Born as Heinrich Karl Bukowski on August 16, 1920 in Andernach, Germany. He Americanized his name to Henry Charles Bukowski and became a novelist, short story author and poet. His writing was swayed by everything in the city of Los Angeles. He addressed the lives of the American poor, alcohol and his relationships with women. Bukowski wrote hundreds of poems, short stores and six novels. He published over sixty books. He was on the FBI watch list due to his column Notes of a Dirty Old Man in the underground newspaper Open City. In 1986 Time Magazine titled Bukowski a laureate of American lowlife.
When Bukowski was introduced to alcohol by his best friend William Bullinax. This introduction lead Bukowski down a long road of alcoholism and he credits alcohol with getting him through life. In 1944 Bukowski was detained by the FBI in Philadelphia on the notion of draft evasion. While in jail he failed a psychological exam and was given a selective services designation of unfit for military service.
Bukowski wrote Aftermath of a Lengthy Rejection Slip and 20 Tanks from Kasseldown. Neither short story gave him a break into the literary world and Bukowski stopped writing for ten years. In 1955 after being treated for a bleeding ulcer Bukowski began to write poetry, drinking and marrying and divorcing. In 1960 Bukowski worked in a post office in Los Angeles and continued writing poems and stories. He and his live in girlfriend had a daughter.

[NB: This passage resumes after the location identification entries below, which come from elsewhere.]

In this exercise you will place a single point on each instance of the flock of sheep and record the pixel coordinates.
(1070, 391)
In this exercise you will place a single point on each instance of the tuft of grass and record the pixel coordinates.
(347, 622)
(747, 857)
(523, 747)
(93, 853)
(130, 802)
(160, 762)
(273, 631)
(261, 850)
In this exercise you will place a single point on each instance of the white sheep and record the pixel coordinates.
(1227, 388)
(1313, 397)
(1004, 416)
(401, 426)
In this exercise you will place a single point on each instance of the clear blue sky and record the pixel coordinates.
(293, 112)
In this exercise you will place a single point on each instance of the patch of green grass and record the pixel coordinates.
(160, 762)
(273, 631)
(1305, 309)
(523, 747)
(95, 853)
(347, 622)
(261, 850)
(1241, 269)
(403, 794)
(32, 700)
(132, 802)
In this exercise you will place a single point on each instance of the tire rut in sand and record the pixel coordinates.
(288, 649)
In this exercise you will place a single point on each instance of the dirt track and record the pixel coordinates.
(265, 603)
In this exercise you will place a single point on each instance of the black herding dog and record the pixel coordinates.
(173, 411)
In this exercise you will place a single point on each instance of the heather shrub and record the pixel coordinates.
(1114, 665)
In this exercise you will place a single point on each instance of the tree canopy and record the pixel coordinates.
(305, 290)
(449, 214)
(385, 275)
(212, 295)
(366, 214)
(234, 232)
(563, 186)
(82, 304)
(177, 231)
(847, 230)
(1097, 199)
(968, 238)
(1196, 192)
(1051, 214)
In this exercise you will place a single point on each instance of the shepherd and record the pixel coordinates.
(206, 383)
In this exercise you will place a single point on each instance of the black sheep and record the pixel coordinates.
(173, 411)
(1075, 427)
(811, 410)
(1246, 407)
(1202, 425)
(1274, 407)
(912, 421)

In 1969 Bukowski began publishing with Black Sparrow Press and he finished his first novel Post Office. Bukowski's many affairs were fodder for his books of poetry. He published Scarlet in 1976 and in 1985 he published Women and Hollywood. In 1957 he married Barbara Frye and they divorced in 1959. He then married Linda Lee Bukowski in 1985 and they remained married until his death of leukemia on March 9, 1994 in Los Angeles.